Invercauld House – in Royal Deeside near Braemar – was built in the 16th century
Stations are decked out with bunting and hanging baskets, diehard Monarch Of The Glen fans will note that Broomhill is Glenbogle station. And the Cairngorm Reindeer Centre and museum is worth visiting for younger children. The herd was introduced in the 1950s and has flourished.
The highlight for the boys was the Highland Wildlife Park, a cold-weather zoo with polar bears, snow leopards, wolves, snow monkeys, yaks and bison. And not forgetting the Scottish wild cats, which look like large domestic tabby cats.

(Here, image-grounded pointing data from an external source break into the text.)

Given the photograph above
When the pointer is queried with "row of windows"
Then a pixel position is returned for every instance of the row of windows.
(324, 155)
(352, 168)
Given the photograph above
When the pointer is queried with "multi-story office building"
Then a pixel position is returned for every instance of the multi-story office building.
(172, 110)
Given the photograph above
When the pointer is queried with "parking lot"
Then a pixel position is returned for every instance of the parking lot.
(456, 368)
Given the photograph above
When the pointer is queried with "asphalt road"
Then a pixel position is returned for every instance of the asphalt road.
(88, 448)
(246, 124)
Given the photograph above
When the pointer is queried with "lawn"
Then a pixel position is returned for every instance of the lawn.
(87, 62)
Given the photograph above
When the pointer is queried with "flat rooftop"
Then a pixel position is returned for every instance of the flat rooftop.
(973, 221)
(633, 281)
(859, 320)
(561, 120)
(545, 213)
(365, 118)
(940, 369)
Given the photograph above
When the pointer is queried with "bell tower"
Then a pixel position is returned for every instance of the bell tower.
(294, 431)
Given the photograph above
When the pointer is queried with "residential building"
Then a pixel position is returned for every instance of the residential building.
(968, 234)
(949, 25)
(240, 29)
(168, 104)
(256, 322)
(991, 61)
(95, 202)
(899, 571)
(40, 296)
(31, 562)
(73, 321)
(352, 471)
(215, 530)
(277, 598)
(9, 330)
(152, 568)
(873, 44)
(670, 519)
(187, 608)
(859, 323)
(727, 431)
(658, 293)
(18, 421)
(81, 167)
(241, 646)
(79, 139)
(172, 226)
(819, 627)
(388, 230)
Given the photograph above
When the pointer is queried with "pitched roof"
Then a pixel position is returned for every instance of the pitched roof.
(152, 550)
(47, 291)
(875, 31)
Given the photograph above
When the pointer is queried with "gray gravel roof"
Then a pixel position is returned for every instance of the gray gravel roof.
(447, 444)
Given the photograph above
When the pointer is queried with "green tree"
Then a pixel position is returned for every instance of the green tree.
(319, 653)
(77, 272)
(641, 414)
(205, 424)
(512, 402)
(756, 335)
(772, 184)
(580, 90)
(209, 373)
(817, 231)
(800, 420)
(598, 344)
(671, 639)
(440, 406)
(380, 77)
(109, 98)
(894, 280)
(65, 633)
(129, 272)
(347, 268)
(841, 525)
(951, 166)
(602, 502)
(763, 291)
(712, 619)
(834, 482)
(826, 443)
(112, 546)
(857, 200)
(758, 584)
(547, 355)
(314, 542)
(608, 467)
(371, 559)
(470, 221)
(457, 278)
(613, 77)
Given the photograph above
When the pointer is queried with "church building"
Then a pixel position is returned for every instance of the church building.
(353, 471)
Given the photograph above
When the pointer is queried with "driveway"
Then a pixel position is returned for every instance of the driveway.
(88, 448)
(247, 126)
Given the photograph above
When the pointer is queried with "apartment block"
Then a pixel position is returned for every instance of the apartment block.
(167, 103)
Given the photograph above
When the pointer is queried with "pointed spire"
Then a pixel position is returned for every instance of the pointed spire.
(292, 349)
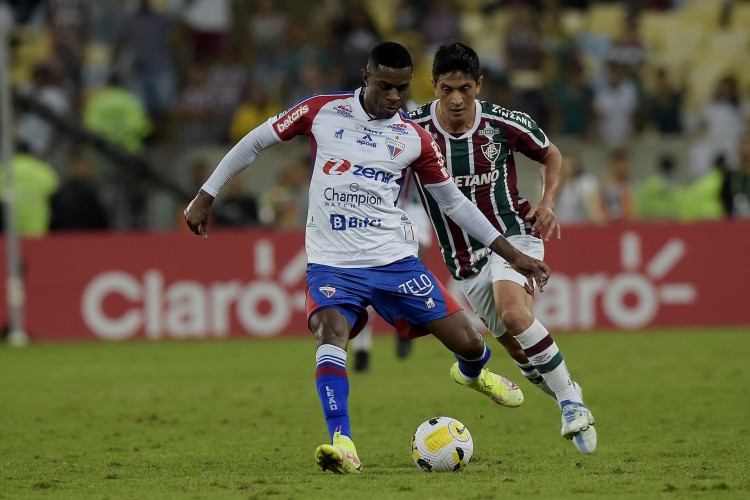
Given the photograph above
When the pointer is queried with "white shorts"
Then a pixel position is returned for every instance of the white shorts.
(418, 216)
(478, 288)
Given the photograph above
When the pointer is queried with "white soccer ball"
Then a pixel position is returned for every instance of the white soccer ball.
(442, 444)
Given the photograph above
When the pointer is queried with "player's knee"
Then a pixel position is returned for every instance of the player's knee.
(516, 320)
(330, 329)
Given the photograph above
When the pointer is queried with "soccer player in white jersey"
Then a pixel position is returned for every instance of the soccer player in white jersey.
(478, 140)
(361, 248)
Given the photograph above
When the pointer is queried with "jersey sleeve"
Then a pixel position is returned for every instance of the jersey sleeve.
(430, 164)
(525, 136)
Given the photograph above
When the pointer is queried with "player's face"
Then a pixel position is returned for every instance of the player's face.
(457, 92)
(386, 90)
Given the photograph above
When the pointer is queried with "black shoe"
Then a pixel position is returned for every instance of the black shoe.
(403, 346)
(361, 361)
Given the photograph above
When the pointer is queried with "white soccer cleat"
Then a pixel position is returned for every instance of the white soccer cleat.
(578, 426)
(339, 457)
(585, 441)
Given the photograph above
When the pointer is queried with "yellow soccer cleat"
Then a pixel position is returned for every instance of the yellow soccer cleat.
(339, 457)
(499, 389)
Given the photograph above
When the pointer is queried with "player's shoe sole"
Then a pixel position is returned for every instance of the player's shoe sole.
(498, 388)
(339, 457)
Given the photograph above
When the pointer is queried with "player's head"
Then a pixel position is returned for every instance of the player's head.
(456, 57)
(387, 79)
(457, 79)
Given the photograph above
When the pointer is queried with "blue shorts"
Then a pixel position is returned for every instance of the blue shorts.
(405, 293)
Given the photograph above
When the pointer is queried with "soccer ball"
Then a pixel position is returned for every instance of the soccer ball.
(442, 444)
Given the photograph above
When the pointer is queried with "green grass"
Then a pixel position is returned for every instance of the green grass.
(240, 419)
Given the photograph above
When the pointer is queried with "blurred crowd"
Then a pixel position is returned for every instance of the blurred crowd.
(125, 88)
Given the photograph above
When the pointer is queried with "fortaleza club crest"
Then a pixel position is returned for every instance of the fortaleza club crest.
(394, 147)
(491, 151)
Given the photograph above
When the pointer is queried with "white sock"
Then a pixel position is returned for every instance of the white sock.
(543, 353)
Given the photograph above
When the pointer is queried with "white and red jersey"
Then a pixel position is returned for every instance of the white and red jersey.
(358, 167)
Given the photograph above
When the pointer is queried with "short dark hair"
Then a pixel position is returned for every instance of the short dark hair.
(456, 56)
(390, 55)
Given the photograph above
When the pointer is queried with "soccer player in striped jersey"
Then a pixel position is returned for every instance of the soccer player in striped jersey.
(478, 140)
(361, 248)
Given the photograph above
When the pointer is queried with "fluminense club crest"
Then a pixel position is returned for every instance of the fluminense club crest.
(394, 147)
(491, 151)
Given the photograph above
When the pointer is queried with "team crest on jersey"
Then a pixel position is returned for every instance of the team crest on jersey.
(491, 151)
(489, 130)
(395, 148)
(345, 110)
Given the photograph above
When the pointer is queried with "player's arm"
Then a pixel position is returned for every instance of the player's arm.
(235, 161)
(546, 222)
(464, 213)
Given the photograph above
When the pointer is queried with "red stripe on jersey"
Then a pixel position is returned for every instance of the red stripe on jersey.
(298, 119)
(431, 164)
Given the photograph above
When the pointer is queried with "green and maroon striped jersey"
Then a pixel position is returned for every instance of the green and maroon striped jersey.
(482, 165)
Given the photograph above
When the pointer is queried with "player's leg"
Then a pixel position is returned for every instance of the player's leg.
(331, 329)
(458, 334)
(333, 313)
(362, 346)
(514, 307)
(479, 292)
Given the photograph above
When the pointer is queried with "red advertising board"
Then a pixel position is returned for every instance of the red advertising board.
(251, 282)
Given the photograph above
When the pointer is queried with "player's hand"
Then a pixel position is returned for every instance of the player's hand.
(197, 212)
(546, 222)
(536, 271)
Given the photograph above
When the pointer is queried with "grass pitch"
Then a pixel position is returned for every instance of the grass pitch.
(241, 419)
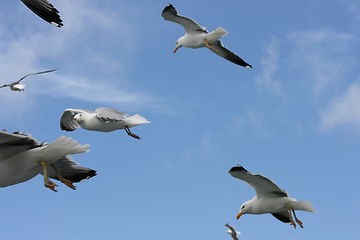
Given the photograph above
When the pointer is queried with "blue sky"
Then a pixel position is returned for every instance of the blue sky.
(294, 117)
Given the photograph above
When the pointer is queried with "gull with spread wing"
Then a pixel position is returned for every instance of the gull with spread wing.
(197, 36)
(269, 198)
(102, 120)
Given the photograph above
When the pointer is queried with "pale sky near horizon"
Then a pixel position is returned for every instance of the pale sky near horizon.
(294, 117)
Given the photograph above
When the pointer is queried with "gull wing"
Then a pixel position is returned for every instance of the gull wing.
(45, 10)
(67, 122)
(70, 170)
(110, 115)
(170, 14)
(6, 85)
(228, 55)
(282, 216)
(17, 82)
(263, 185)
(14, 143)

The Landmark Forest Adventure Park is a fun day out; there are rides, rope climbing, a red squirrel trail and a new dinosaur kingdom. Not that you have to pay to have fun in the Cairngorms: a game of beach football on Loch Morlich was spectacular and we loved the isolated beauty of the beach on Loch Laggan.
It turns out we were in good company — a few days later the James Bond crew arrived to film in and nearby Ardverikie. Proving to the boys, as if it were needed, that the Cairngorms are the place to be.
Rooms at The Fife Arms from £250 and suites from £795 including breakfast (thefifearms.com). Milton Cottage from £60 a night (airbnb.com).